The investment in Artificial Intelligence (AI) chips has seen heated over the past few years including from big titans in software territory after they found the computing hardware had become a bottleneck for the heavy lifting of Machine Learning. The reasons include:

  • The traditional processor architecture is inefficient for data-heavy workload,
  • The slowing of Moore’s Law (which had dominated computing performance for decades, now it’s not a sole decisive factor),
  • Different uses (for inference, training, or real-time continuous learning),
  • Diversified and distributed AI computing (extreme low-power for IoT edge computing or super high throughput for complex Deep Learning algorithms),
  • A coherent optimization for software and hardware full stack is necessary.

There are literally hundreds, if not thousands, of fabless AI chip startups, and dozens of programs in established semiconductor companies to create AI chips or embed AI technology in other parts of the product line. (source: Cadence blog)

An array of innovations in AI chip designs have been developed, some already shipped. For example, memory efficiency, or in-memory processing capability, has become a essential feature to handle data-heavy AI workloads. New generation architectures aim to reduce the delay in getting data to the processing point. Several strategies are available from near-memory to processor-in-memory (PIM) designs.

A popular benchmark to compare their performance is TOPS (tera operations per second) — an ideal metric for pure performance. It has grown orders of magnitude over the last couple of years. But TOPS is far from the whole story of the real performance when those AI chips implemented in real applications. Considering the explosion of data, the huge energy consumption of AI computing raising an environmental concern, and extremely low power needs at the edge AI, comparing the highest performance per watt is more meaningful.

There are many ways to improve performance per watt, and not just in hardware or software. Kunle Olukotun, Cadence Design Systems Professor of electrical engineering and computer science at Stanford University, said that relaxing precision, synchronization and cache coherence can reduce the amount of data that needs to be sent back and forth. That can be reduced even further by domain-specific languages, which do not require translation. (more discussion here)
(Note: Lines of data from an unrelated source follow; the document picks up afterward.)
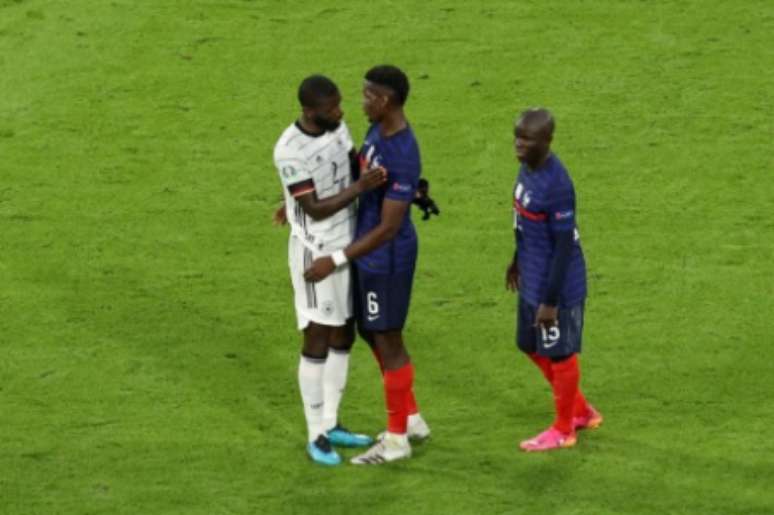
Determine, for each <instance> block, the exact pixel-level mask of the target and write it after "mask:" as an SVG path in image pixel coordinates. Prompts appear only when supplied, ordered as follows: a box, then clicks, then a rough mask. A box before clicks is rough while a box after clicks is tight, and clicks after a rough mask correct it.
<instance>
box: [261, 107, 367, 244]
mask: <svg viewBox="0 0 774 515" xmlns="http://www.w3.org/2000/svg"><path fill="white" fill-rule="evenodd" d="M352 147H353V142H352V136H351V135H350V134H349V129H348V128H347V125H346V124H345V123H344V121H342V122H341V125H339V127H338V129H336V130H335V131H333V132H324V133H322V134H320V135H316V136H314V135H310V134H307V133H305V132H304V131H303V130H302V129H301V128H300V126H299V125H298V124H297V123H293V124H291V125H290V127H288V128H287V129H285V131H284V132H283V133H282V136H280V139H279V141H277V144H276V145H275V146H274V164H275V166H276V167H277V171H278V172H279V176H280V180H281V181H282V190H283V192H284V195H285V209H286V213H287V218H288V223H289V224H290V228H291V233H292V234H293V235H295V236H296V237H298V238H301V239H302V240H303V241H304V242H305V244H306V245H311V246H313V247H314V248H315V249H316V250H318V251H323V250H324V251H326V252H328V251H333V250H338V249H341V248H344V247H346V246H347V245H349V244H350V243H351V241H352V238H353V237H354V234H355V205H354V203H352V204H350V205H349V206H347V207H345V208H343V209H341V210H339V211H338V212H336V213H334V214H332V215H331V216H329V217H328V218H325V219H322V220H314V219H313V218H312V217H311V216H309V215H307V214H306V213H305V212H304V210H303V209H302V207H301V205H300V204H299V203H298V202H296V198H295V197H297V196H300V195H303V194H306V193H309V192H310V191H312V190H314V191H315V192H316V193H317V198H318V199H324V198H327V197H331V196H333V195H336V194H337V193H339V192H340V191H342V190H343V189H345V188H346V187H348V186H349V185H350V182H351V180H352V178H351V174H350V166H349V151H350V150H351V149H352Z"/></svg>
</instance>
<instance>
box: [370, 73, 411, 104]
mask: <svg viewBox="0 0 774 515" xmlns="http://www.w3.org/2000/svg"><path fill="white" fill-rule="evenodd" d="M365 78H366V80H367V81H370V82H373V83H374V84H378V85H380V86H384V87H386V88H389V89H390V90H392V92H393V93H395V99H396V100H397V101H398V104H399V105H403V104H405V103H406V99H407V98H408V92H409V83H408V77H406V74H405V73H403V70H401V69H400V68H398V67H397V66H392V65H389V64H383V65H381V66H374V67H373V68H371V69H370V70H368V71H367V72H366V76H365Z"/></svg>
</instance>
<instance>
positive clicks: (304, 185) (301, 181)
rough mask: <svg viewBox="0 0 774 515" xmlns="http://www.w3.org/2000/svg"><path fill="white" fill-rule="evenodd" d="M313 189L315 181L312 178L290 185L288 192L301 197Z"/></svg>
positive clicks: (293, 194) (288, 186)
mask: <svg viewBox="0 0 774 515" xmlns="http://www.w3.org/2000/svg"><path fill="white" fill-rule="evenodd" d="M312 191H314V181H313V180H312V179H307V180H305V181H301V182H297V183H295V184H289V185H288V192H289V193H290V195H291V196H293V197H300V196H301V195H306V194H307V193H310V192H312Z"/></svg>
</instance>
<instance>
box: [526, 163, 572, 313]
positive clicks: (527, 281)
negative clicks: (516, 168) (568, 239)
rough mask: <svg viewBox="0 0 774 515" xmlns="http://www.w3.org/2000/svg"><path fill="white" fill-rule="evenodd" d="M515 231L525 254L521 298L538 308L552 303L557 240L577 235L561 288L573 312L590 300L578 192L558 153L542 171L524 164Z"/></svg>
mask: <svg viewBox="0 0 774 515" xmlns="http://www.w3.org/2000/svg"><path fill="white" fill-rule="evenodd" d="M513 214H514V220H513V223H514V229H516V245H517V247H518V251H519V275H520V276H521V287H520V289H519V294H520V295H521V297H522V298H524V299H525V300H526V301H527V302H528V303H530V304H532V305H533V306H537V305H538V304H541V303H544V302H547V299H546V293H547V290H548V277H549V272H550V268H551V261H552V259H553V257H554V241H555V240H554V236H555V235H556V234H557V233H559V232H563V231H572V232H573V233H574V238H573V239H574V242H573V245H572V249H571V252H570V260H569V263H568V264H567V273H566V275H565V276H564V282H563V283H562V285H561V289H560V294H559V305H560V306H561V307H572V306H575V305H577V304H579V303H581V302H582V301H583V300H584V299H585V298H586V262H585V260H584V259H583V251H582V250H581V245H580V235H579V233H578V227H577V225H576V221H575V220H576V217H575V188H574V187H573V184H572V180H570V175H569V174H568V173H567V170H566V169H565V167H564V165H562V162H561V161H559V158H558V157H556V155H555V154H551V155H550V156H549V157H548V159H547V160H546V162H545V163H543V165H541V166H540V168H538V169H537V170H530V169H529V168H528V167H527V166H526V165H521V168H520V169H519V178H518V179H517V180H516V186H515V187H514V189H513Z"/></svg>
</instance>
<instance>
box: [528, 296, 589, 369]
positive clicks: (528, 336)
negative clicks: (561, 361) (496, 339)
mask: <svg viewBox="0 0 774 515" xmlns="http://www.w3.org/2000/svg"><path fill="white" fill-rule="evenodd" d="M583 304H584V303H583V302H581V303H580V304H576V305H575V306H572V307H569V308H563V307H560V308H559V314H558V317H559V325H558V326H555V327H551V328H548V329H543V328H540V327H534V325H535V315H536V314H537V307H536V306H533V305H531V304H529V303H528V302H526V301H525V300H524V299H522V298H521V297H519V308H518V309H519V316H518V323H517V324H518V326H517V328H516V345H518V347H519V349H520V350H522V351H523V352H526V353H527V354H533V353H535V354H538V355H540V356H546V357H548V358H559V357H562V356H569V355H571V354H576V353H579V352H580V351H581V339H582V338H581V337H582V335H583Z"/></svg>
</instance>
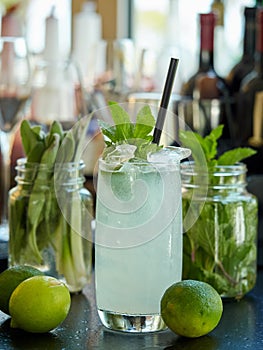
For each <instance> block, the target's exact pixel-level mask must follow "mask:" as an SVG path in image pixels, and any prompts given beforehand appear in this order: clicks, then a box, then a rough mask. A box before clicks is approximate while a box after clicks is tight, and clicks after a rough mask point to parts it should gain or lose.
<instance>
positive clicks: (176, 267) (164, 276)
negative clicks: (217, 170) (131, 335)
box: [95, 147, 190, 332]
mask: <svg viewBox="0 0 263 350" xmlns="http://www.w3.org/2000/svg"><path fill="white" fill-rule="evenodd" d="M187 151H188V150H186V149H182V148H172V147H170V148H169V149H165V151H163V152H165V157H164V158H160V159H159V158H156V159H157V160H158V161H156V160H154V162H153V163H150V162H137V163H136V162H124V163H122V164H121V165H120V164H119V165H117V166H116V165H114V164H109V163H107V162H105V161H104V160H100V166H99V174H98V186H97V207H96V232H95V243H96V244H95V278H96V300H97V308H98V311H99V316H100V318H101V321H102V323H103V324H104V325H105V326H106V327H108V328H111V329H115V330H122V331H127V332H149V331H156V330H161V329H164V328H165V325H164V323H163V321H162V319H161V316H160V300H161V297H162V295H163V293H164V291H165V290H166V288H168V287H169V286H170V285H171V284H172V283H174V282H177V281H180V280H181V272H182V205H181V180H180V172H179V166H180V160H181V159H182V158H184V157H186V156H188V155H189V153H190V152H189V153H187Z"/></svg>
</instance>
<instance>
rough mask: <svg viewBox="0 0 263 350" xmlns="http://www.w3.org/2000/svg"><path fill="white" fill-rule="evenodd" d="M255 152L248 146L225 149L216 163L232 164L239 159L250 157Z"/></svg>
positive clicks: (242, 158)
mask: <svg viewBox="0 0 263 350" xmlns="http://www.w3.org/2000/svg"><path fill="white" fill-rule="evenodd" d="M256 153H257V152H256V151H255V150H253V149H252V148H249V147H239V148H235V149H232V150H230V151H226V152H225V153H223V154H222V155H221V156H220V157H219V158H218V161H217V164H218V165H233V164H235V163H238V162H240V161H241V160H243V159H245V158H248V157H251V156H253V155H254V154H256Z"/></svg>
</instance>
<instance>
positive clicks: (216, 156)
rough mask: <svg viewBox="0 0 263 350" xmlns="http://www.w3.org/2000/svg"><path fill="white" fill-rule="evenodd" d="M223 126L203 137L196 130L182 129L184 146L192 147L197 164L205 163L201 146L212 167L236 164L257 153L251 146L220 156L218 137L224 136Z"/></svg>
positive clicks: (219, 126) (224, 152)
mask: <svg viewBox="0 0 263 350" xmlns="http://www.w3.org/2000/svg"><path fill="white" fill-rule="evenodd" d="M223 128H224V125H219V126H218V127H216V128H215V129H213V130H212V131H211V133H210V134H209V135H207V136H205V137H202V136H201V135H199V134H198V133H196V132H192V131H184V130H180V132H179V137H180V141H181V143H182V145H183V146H184V147H187V148H190V149H191V151H192V156H193V159H194V161H195V163H196V165H200V164H203V163H202V162H201V161H202V160H203V159H202V156H201V155H200V152H199V151H198V150H199V148H200V146H201V148H202V150H203V152H204V157H205V160H206V162H207V166H208V168H210V169H211V168H213V167H215V166H217V165H234V164H236V163H237V162H240V161H242V160H243V159H245V158H248V157H251V156H253V155H254V154H256V153H257V152H256V151H255V150H253V149H252V148H250V147H239V148H235V149H232V150H229V151H226V152H224V153H223V154H222V155H221V156H219V158H218V157H217V156H218V149H217V148H218V139H219V138H220V137H221V136H222V132H223Z"/></svg>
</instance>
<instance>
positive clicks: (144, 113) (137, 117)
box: [133, 106, 155, 139]
mask: <svg viewBox="0 0 263 350" xmlns="http://www.w3.org/2000/svg"><path fill="white" fill-rule="evenodd" d="M154 126H155V119H154V117H153V115H152V112H151V109H150V107H149V106H144V107H142V109H140V111H139V112H138V114H137V118H136V124H135V128H134V134H133V137H134V138H139V139H140V138H141V139H144V138H147V136H148V135H149V133H150V132H151V131H152V129H153V128H154Z"/></svg>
An important consideration of AI and other high-performance devices is the fact that actual performance is not known until the end application is run. This raises questions for many AI processor startups that insist they can build a better hardware accelerator for matrix math and other AI algorithms than others.
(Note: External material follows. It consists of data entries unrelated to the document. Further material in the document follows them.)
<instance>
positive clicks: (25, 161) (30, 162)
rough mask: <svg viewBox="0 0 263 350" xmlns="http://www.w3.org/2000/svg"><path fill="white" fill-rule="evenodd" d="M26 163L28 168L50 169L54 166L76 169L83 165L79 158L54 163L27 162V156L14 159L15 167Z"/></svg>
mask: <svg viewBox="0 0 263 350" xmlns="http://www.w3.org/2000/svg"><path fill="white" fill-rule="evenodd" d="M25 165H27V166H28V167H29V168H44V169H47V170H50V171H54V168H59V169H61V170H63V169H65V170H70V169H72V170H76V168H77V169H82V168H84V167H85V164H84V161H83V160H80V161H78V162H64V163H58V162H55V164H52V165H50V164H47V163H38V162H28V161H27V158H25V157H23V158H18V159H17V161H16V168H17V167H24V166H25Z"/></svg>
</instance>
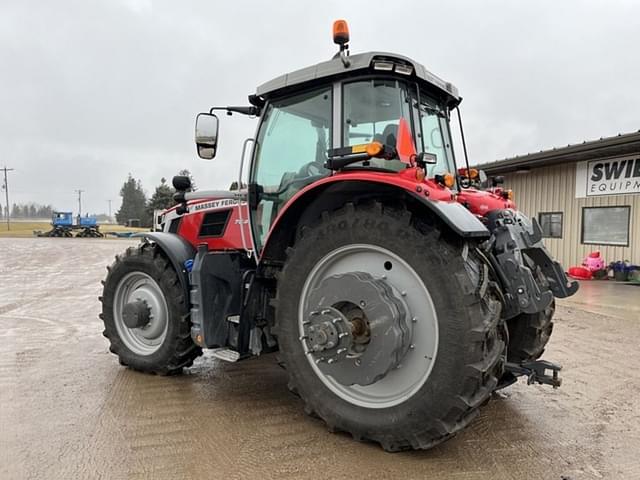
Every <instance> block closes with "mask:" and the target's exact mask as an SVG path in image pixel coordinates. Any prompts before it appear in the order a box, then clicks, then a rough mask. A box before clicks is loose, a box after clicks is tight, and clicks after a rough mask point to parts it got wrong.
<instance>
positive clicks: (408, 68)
mask: <svg viewBox="0 0 640 480" xmlns="http://www.w3.org/2000/svg"><path fill="white" fill-rule="evenodd" d="M373 69H374V70H379V71H383V72H390V71H392V70H395V71H396V73H400V74H402V75H411V74H412V73H413V67H412V66H411V65H405V64H404V63H394V62H390V61H388V60H375V61H374V62H373Z"/></svg>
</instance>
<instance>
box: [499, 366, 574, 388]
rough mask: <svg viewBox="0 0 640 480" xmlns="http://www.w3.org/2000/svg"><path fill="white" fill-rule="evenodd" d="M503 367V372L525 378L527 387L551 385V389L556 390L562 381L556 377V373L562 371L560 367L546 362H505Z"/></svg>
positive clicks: (518, 376)
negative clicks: (547, 370) (534, 383)
mask: <svg viewBox="0 0 640 480" xmlns="http://www.w3.org/2000/svg"><path fill="white" fill-rule="evenodd" d="M504 367H505V370H506V371H507V372H509V373H511V374H513V375H514V377H519V376H526V377H527V385H531V384H533V383H539V384H541V385H551V386H552V387H553V388H558V387H559V386H560V385H562V379H561V378H559V376H558V372H559V371H560V370H562V367H561V366H560V365H558V364H556V363H553V362H549V361H547V360H534V361H531V362H522V363H511V362H507V363H505V365H504ZM547 370H550V371H551V374H550V375H549V374H547Z"/></svg>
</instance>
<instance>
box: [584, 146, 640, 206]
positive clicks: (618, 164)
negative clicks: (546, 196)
mask: <svg viewBox="0 0 640 480" xmlns="http://www.w3.org/2000/svg"><path fill="white" fill-rule="evenodd" d="M634 193H640V156H637V155H635V156H630V157H620V158H612V159H609V160H591V161H588V162H581V163H579V164H578V165H577V168H576V197H578V198H581V197H592V196H599V195H630V194H634Z"/></svg>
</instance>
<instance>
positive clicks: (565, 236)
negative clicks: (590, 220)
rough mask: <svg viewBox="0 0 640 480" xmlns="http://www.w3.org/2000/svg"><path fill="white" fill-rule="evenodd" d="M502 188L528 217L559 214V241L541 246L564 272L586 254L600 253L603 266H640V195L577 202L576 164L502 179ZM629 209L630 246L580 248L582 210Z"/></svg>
mask: <svg viewBox="0 0 640 480" xmlns="http://www.w3.org/2000/svg"><path fill="white" fill-rule="evenodd" d="M504 177H505V185H504V186H505V188H511V189H512V190H513V192H514V194H515V202H516V204H517V205H518V208H519V209H520V210H521V211H523V212H524V213H525V214H527V215H528V216H530V217H536V218H538V213H540V212H562V213H563V225H562V238H545V239H544V243H545V245H546V246H547V248H548V249H549V250H550V251H551V253H552V254H553V256H554V257H555V258H556V259H557V260H558V261H560V263H561V264H562V265H563V267H564V268H565V270H566V269H567V268H569V267H570V266H572V265H579V264H580V263H582V260H583V259H584V257H585V256H587V254H588V253H589V252H592V251H594V250H599V251H600V252H601V255H602V256H603V258H604V260H605V262H607V263H610V262H613V261H616V260H629V261H631V262H633V263H635V264H640V195H638V194H635V195H608V196H600V197H589V198H576V195H575V194H576V192H575V190H576V164H575V163H567V164H562V165H556V166H551V167H541V168H535V169H532V170H531V171H530V172H529V173H526V174H518V173H509V174H506V175H504ZM625 205H628V206H630V207H631V211H630V225H629V246H628V247H619V246H610V245H593V244H588V245H583V244H582V243H581V242H582V238H581V236H582V207H607V206H611V207H614V206H625Z"/></svg>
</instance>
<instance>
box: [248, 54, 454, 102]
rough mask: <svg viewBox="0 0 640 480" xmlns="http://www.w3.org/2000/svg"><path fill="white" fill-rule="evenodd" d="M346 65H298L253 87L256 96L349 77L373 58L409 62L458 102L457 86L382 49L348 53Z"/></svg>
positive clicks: (330, 61) (397, 55)
mask: <svg viewBox="0 0 640 480" xmlns="http://www.w3.org/2000/svg"><path fill="white" fill-rule="evenodd" d="M347 58H348V59H349V66H345V65H344V64H343V62H342V60H341V59H340V57H339V56H337V57H334V58H332V59H331V60H328V61H326V62H321V63H318V64H316V65H312V66H310V67H306V68H302V69H300V70H296V71H294V72H290V73H286V74H284V75H280V76H279V77H276V78H274V79H273V80H270V81H268V82H266V83H263V84H262V85H260V86H259V87H258V88H257V89H256V95H258V96H259V97H264V98H266V97H268V96H270V95H272V94H274V93H276V94H277V93H278V92H280V91H282V90H283V89H286V88H290V87H296V86H302V84H306V83H310V82H313V81H314V80H325V79H328V78H330V77H340V76H349V75H351V74H353V73H354V72H357V71H360V70H365V69H366V70H369V69H371V68H372V62H373V60H374V59H376V60H388V61H392V62H394V63H400V64H404V65H407V64H408V65H412V66H413V71H414V73H413V74H412V75H411V76H412V77H413V76H414V75H415V77H417V78H418V79H420V80H422V81H423V82H426V83H427V84H429V85H430V86H432V87H435V88H436V90H439V91H441V92H442V93H444V94H446V95H447V96H448V97H451V99H452V100H453V101H454V102H455V103H459V102H460V95H459V94H458V89H457V88H456V87H455V86H454V85H452V84H451V83H449V82H445V81H444V80H442V79H441V78H439V77H437V76H435V75H434V74H432V73H431V72H429V71H428V70H427V69H426V68H424V66H423V65H421V64H420V63H418V62H416V61H414V60H411V59H410V58H408V57H405V56H402V55H398V54H395V53H385V52H365V53H359V54H356V55H350V56H349V57H347Z"/></svg>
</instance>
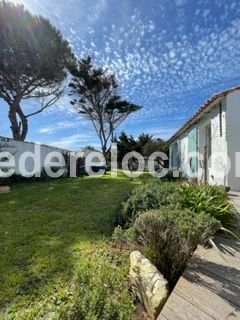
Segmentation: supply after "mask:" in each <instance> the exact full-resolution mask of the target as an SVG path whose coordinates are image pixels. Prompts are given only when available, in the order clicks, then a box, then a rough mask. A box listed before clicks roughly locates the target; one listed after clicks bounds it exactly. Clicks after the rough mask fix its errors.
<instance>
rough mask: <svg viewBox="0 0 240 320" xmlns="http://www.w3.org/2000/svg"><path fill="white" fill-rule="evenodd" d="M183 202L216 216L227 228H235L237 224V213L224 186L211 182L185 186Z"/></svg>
mask: <svg viewBox="0 0 240 320" xmlns="http://www.w3.org/2000/svg"><path fill="white" fill-rule="evenodd" d="M181 204H182V206H183V207H186V208H189V209H191V210H192V211H194V212H196V213H201V212H204V213H205V214H208V215H210V216H212V217H214V218H216V219H217V220H218V221H220V222H221V224H222V226H223V227H225V228H230V229H234V228H235V226H236V213H235V210H234V207H233V205H232V204H231V203H230V202H229V200H228V196H227V192H226V190H225V188H224V187H220V186H215V185H209V184H201V185H191V186H184V187H183V188H182V191H181Z"/></svg>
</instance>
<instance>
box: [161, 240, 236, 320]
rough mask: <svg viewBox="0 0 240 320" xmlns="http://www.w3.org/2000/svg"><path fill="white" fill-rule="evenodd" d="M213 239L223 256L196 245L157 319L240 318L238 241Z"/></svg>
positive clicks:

All inference accelerators today are programmable because customers believe their model will evolve over time. This programmability will allow them to take advantage of enhancements in the future, something that would not be possible with hard-wired accelerators. However, customers want this programmability in a way where they can get the most throughput for a certain cost, and for a certain amount of power. This means they have to use the hardware very efficiently. The only way to do this is to design the software in parallel with the hardware to make sure they work together very well to achieve the maximum throughput.
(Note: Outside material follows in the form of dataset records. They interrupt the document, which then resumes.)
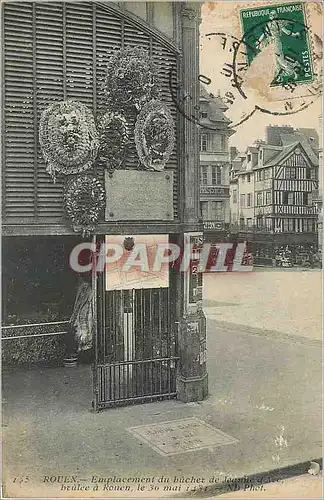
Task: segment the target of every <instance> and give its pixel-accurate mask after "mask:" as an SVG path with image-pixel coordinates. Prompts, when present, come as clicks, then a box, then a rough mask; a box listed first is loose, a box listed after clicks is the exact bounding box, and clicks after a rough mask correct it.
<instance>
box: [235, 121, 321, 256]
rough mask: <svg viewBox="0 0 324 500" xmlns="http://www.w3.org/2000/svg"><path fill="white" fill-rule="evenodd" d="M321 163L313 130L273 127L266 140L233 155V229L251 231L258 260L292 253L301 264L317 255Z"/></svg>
mask: <svg viewBox="0 0 324 500" xmlns="http://www.w3.org/2000/svg"><path fill="white" fill-rule="evenodd" d="M234 153H235V152H234ZM236 153H237V152H236ZM318 166H319V156H318V134H317V133H316V131H315V130H312V129H299V130H295V129H293V128H292V127H272V126H269V127H267V138H266V141H257V142H256V143H255V144H254V145H253V146H250V147H248V148H247V150H246V151H245V153H244V154H234V155H233V159H232V167H231V223H232V226H231V231H232V232H233V231H234V232H235V231H238V232H239V233H240V234H241V235H243V234H246V238H247V241H249V242H250V247H251V250H253V253H254V255H255V257H256V258H259V259H261V260H262V259H268V262H270V261H271V259H275V258H276V255H278V254H280V255H281V256H282V255H283V254H284V253H285V252H286V254H287V255H288V254H289V255H290V260H292V261H293V262H294V263H301V261H303V260H304V261H305V262H306V261H308V260H309V258H310V257H309V256H310V255H312V254H314V253H315V251H316V248H317V218H318V214H317V208H316V206H315V199H314V197H315V196H316V193H317V190H318Z"/></svg>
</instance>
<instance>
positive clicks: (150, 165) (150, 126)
mask: <svg viewBox="0 0 324 500" xmlns="http://www.w3.org/2000/svg"><path fill="white" fill-rule="evenodd" d="M174 141H175V136H174V122H173V118H172V116H171V113H170V111H169V110H168V108H167V107H166V106H165V105H164V104H163V103H162V102H160V101H156V100H152V101H150V102H149V103H147V104H146V105H145V106H144V107H143V108H142V110H141V112H140V113H139V115H138V117H137V121H136V124H135V145H136V149H137V154H138V157H139V160H140V162H141V163H142V164H143V165H144V167H145V168H146V169H148V170H163V169H164V167H165V165H166V163H167V162H168V160H169V158H170V154H171V153H172V150H173V147H174Z"/></svg>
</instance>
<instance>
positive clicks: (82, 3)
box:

One of the biggest problems today is that companies find themselves with an inference chip that has lots of MACs (multiplier–accumulator) and tons of memory, but actual throughput on real-world models is lower than expected because much of the hardware is idling. In almost every case, the problem is that the software work was done after the hardware was built. During the development phase, designers have to make many architectural tradeoffs and they can’t possibly do those tradeoffs without working with both the hardware and software — and this needs to be done early on. Chip designers then build a performance estimation model to determine how different amounts of memory, MACs, and DRAM would change relevant throughput and die size; and how the compute units need to coordinate for different kinds of models.

Semiconductor companies and AI computing players need to coalesce their strategy around hardware innovations and software that reduces the complexities and offers a wide appeal to the developer ecosystem which proved to be crucial for the success of IP or chip vendors in decades of IC industry history.

To cultivate a user community and integrate well with the wider ecosystem, hardware players need not only to offer great interfaces and software suite compatible with popular frameworks/libraries (such as TensorFlow, MXNet) but also closely follow models’ evolution/trends or application needs to respond accordingly. Besides, the programming development environment needs to support programming and balancing workloads across different types of microprocessors suitable for different algorithms (heavily scalar, vector, or matrix, etc.).

Note: If you need to learn about AI chip basics and economics around them, a report published in April 2020, from the Center of Security and Emerging Technology is a good read — AI Chips: What They Are and Why They Matter.